Bei der Arbeitssuche informieren sich Leute, die gerade arbeitslos oder auf der Suche nach einem anderen Job sind, oder die ihre Ausbildung bzw. ihr Studium beendet haben und in das Berufsleben einsteigen wollen, über aktuelle Stellenangebote auf dem Arbeitsmarkt. Heutzutage erfolgt die Suche in der Regel in Jobbörsen im Internet oder über Stellenanzeigen in Zeitungen.
Für manche Menschen ist der Beruf lediglich ein Mittel, den persönlichen Lebensstandard zu finanzieren, für andere wiederum ist er das absolute Zentrum ihrer Existenz. Egal, zu welcher der beiden Personengruppen man auch gehören mag, der Verlust der Arbeitsstelle ist immer ein schwerer Schlag. Menschen, die nach einer Kündigung nach einer neuen Beschäftigung suchen, werden als arbeitssuchend bezeichnet.
Offiziell wird der Begriff "arbeitssuchend" jedoch etwas anders ausgelegt. Die Bundesagentur für Arbeit stuft nur lediglich die Personen als Arbeitssuchende ein, die keine Leistungen wie zum Beispiel Arbeitslosengeld erhalten. Das sind zum Beispiel Arbeitnehmer, die bereits ihre Kündigung erhalten haben, aber erst nach Ablauf einer bestimmten Frist tatsächlich vor die Tür gesetzt werden.
Als arbeitslos gelten hingegen nur diejenigen Personen, die aktuell keiner Beschäftigung nachgehen und deshalb Sozialleistungen vom Amt beziehen.
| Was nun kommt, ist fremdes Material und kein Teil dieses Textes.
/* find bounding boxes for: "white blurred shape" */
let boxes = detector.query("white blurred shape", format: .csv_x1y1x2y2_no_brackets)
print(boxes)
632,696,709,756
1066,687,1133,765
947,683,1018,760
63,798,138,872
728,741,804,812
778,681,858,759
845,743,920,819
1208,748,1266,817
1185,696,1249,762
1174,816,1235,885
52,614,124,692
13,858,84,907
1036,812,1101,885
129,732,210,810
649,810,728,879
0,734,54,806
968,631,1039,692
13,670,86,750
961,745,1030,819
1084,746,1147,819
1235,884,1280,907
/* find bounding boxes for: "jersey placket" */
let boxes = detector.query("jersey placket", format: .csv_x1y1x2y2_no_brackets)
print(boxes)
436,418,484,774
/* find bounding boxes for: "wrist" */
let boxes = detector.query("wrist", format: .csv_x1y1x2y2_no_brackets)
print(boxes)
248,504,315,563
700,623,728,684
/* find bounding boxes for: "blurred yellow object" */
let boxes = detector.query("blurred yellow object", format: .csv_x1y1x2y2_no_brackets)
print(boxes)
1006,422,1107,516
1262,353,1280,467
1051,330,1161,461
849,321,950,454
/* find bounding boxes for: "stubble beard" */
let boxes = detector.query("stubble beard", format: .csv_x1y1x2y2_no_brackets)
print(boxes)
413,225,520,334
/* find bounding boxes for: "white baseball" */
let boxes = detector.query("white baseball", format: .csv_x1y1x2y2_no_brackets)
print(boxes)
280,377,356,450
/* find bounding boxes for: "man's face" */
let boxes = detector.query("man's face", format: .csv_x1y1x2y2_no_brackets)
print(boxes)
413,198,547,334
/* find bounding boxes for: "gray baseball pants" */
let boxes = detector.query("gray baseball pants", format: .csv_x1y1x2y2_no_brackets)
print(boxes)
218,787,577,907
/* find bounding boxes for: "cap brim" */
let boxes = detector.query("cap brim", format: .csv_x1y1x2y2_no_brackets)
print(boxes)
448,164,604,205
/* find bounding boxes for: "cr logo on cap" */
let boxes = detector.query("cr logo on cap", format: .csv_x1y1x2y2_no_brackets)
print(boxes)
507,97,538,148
Dank der schlechten Wirtschaftslage gestaltet sich die Arbeitssuche heute in vielen Branchen als besonders schwierig. Viele Unternehmen stellen nur noch Bewerber mit Spitzenzeugnissen ein, lehnen ältere Arbeitnehmer grundsätzlich ab und sperren sich gegen Externe. So ist es keine Seltenheit, dass eine Stelle zwar offen ausgeschrieben, aber am Ende doch mit dem Neffen des Vorstandsvorsitzenden besetzt wird. Kontakte und Beziehungen sind daher bei der Arbeitssuche das A und O.
Wer bei der Agentur für Arbeit als arbeitssuchend gemeldet ist, bekommt von seinem Sachbearbeiter regelmäßig verschiedene Stellenangebote zugesandt. Um schnell einen neuen Job zu finden, ist aber auch Eigeninitiative gefragt. So lohnt sich beispielsweise der Blick in eine der großen Tageszeitungen. Hier findet man meist eine Stellenbörse, die sich über mehrere Seiten hinweg erstreckt.
Auch das Internet bietet einige gute Möglichkeiten, um wieder zurück in den Beruf zu finden. Allerdings sollte man hierbei darauf achten, dass die Annoncen seriös und noch aktuell sind.
Findet man nicht auf Anhieb etwas, so sollte man die freie Zeit nutzen, um Zusatzqualifikationen zu erwerben und sich fortzubilden. So gibt es keine Lücken im Lebenslauf und man hat bei der nächsten Bewerbung gleich viel bessere Chancen tatsächlich eingestellt zu werden.